Imports from Tanzania also dropped slightly over the same period.
Tanzania has also been accused of actively placing road-blocks on Kenya’s trade with Malawi, Zambia and Zimbabwe.
None of this comes as a surprise to analysts who witnessed Dar’s departure from Comesa to join the Southern Africa Development Community.
Indeed, there was talk then that South Africa had lured Tanzania into SADC to build a firewall against Kenya’s encroachment into southern Africa.
Instead of wasting its time cajoling Dar-es-Salaam to open its market, Kenya should take a hard look at the opportunities available in the Democratic Republic of the Congo (DRC).
It can also expand trade with Kampala, Kigali and Burundi.
DRC is not only more populous than Tanzania but could also be used as a gateway to Namibia, Botswana, Zambia and Zimbabwe. These countries have long resented the overbearing South African domination of their markets and would readily welcome Kenyan goods and services.
It is worth noting that Kenya’s leading indigenous banks, KCB and Equity, have already set strong foundations in these countries and can be used as enablers to other business entrepreneurs.
To guarantee success, our leaders need to talk to their counterparts in these countries and agree on the type of industries each country will establish.
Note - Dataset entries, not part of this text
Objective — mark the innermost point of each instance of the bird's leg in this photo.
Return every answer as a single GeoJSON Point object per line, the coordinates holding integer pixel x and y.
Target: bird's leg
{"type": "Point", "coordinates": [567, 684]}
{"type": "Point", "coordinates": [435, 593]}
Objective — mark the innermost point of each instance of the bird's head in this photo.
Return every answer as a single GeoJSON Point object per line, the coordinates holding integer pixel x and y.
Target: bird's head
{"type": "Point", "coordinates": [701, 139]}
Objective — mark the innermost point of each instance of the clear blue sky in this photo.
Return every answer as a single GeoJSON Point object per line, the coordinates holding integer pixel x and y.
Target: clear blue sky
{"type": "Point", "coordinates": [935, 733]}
They could borrow a leaf from Europe’s design and production of Airbus planes whose parts are produced in four countries but assembled in France. European nations use the same model in their motor vehicle production processes.
The attractiveness of this model is the reality that these countries, especially DRC, have a surfeit of raw materials needed to set up these industries. This would enhance job creation.